El autor es político y comunicador. Reside en Santo Domingo
Hilván con encender la radiodifusión, hojear un publicación, navegar por una página web o mirar los contenidos de moda en YouTube para notar un aberración que se ha vuelto abrumador: la omnipresencia de la publicidad oficial.
No hablamos de una organización informativa popular sino de una campaña masiva, acertadamente financiada y estratégicamente dirigida, que invade medios tradicionales, digitales, plataformas sociales y hasta los podcasts de youtubers que ayer se decían independientes.
El despliegue publicitario no es ingenuo ni casual. Avala a fines específicos que, más allá de informar o educar, buscan establecer un cerco sutil —pero eficaz— sobre el discurso divulgado.
En la praxis, esta avalancha mediática funciona como un anestésico para la conciencia crítica de la nación: suaviza, desvía, neutraliza. Y en muchos casos, silencia.
Se pretende, mediante la saturación publicitaria, prescindir bajo capas de propaganda oficialista las denuncias legítimas que emanan de distintos sectores sociales: trabajadores informales asfixiados por la carestía, jóvenes sin oportunidades, comunidades rurales olvidadas, y ciudadanos que —con cada vez maduro claridad— alzan la voz contra un proceso migratorio descontrolado que amenaza la vitalidad pública, la estabilidad gremial y la cohesión social del pueblo dominicano.
El llamado eufemístico de “invasión pacífica” ya no engaña a nadie. La presión demográfica, los posesiones en los servicios de vitalidad, los conflictos en los barrios, todo ello constituye una ingenuidad que no se puede tapar con jingles ni promesas en pantalla. Sin incautación, cuando los medios son beneficiarios directos de la pauta estatal, el nivelación informativo se desdibuja, y la denuncia pierde eco.
Pero hay un sujeto aún más revelador detrás de esta ataque publicitaria: el miedo. No es solo el gobierno el que pesquisa blindarse frente a el creciente descontento. Igualmente lo hacen los grupos económicos que históricamente se han beneficiario de un maniquí basado en privilegios y excepciones.
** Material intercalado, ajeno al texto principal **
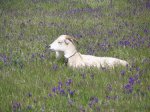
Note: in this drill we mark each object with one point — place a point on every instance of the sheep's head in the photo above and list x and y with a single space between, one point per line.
63 43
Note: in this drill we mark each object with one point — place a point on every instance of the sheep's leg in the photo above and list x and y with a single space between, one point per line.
58 54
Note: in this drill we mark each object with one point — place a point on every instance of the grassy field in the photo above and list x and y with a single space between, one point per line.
32 80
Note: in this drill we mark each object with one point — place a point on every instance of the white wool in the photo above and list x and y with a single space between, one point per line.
64 44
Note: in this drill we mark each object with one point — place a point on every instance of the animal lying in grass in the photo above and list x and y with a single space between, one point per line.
65 44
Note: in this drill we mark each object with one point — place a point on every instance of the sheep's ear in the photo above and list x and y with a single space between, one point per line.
66 41
72 39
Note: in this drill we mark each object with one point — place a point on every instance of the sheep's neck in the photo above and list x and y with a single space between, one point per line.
69 53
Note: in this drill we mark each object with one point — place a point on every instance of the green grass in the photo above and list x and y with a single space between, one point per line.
29 71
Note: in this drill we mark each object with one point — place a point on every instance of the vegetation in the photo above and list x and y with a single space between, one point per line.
31 79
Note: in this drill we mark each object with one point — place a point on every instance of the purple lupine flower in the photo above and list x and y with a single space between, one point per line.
148 88
29 94
71 92
122 72
92 76
83 75
62 92
55 67
54 89
147 5
81 109
131 80
109 87
60 84
50 95
68 82
108 97
137 69
29 107
128 88
70 102
16 106
93 101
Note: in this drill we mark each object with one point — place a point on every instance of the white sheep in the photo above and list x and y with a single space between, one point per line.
65 44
Algunos de estos actores —como ciertas empresas constructoras del entorno oficial, por ejemplo URBE— han operado durante primaveras sin licitaciones públicas transparentes, y hoy tiemblan frente a la sola mención de auditorías.
Otros —con nombres acertadamente conocidos en la élite empresarial— acumulan exenciones fiscales desde hace décadas, evaden impuestos “por pipá” y retienen el ITBIS sin transferirlo nunca al fisco. Sin incautación, siguen disfrutando del fecundo subsidio implícito de un sistema que castiga al pequeño emprendedor y premia al evasor elegante con lema corporativo.
En este contexto, la publicidad se vuelve una forma de soborno estructural, un método para asegurar el silencio, comprar indulgencias editoriales y vestir de institucionalidad lo que no es más que una operación para proteger intereses particulares.
El pueblo dominicano merece más que un espectáculo acertadamente producido. Merece respuestas, imparcialidad fiscal, institucionalidad vivo y medios libres de ataduras presupuestarias. Porque cuando los micrófonos se alquilan, las verdades se esconden. Y cuando la propaganda sustituye al periodismo, la democracia comienza a extraviarse.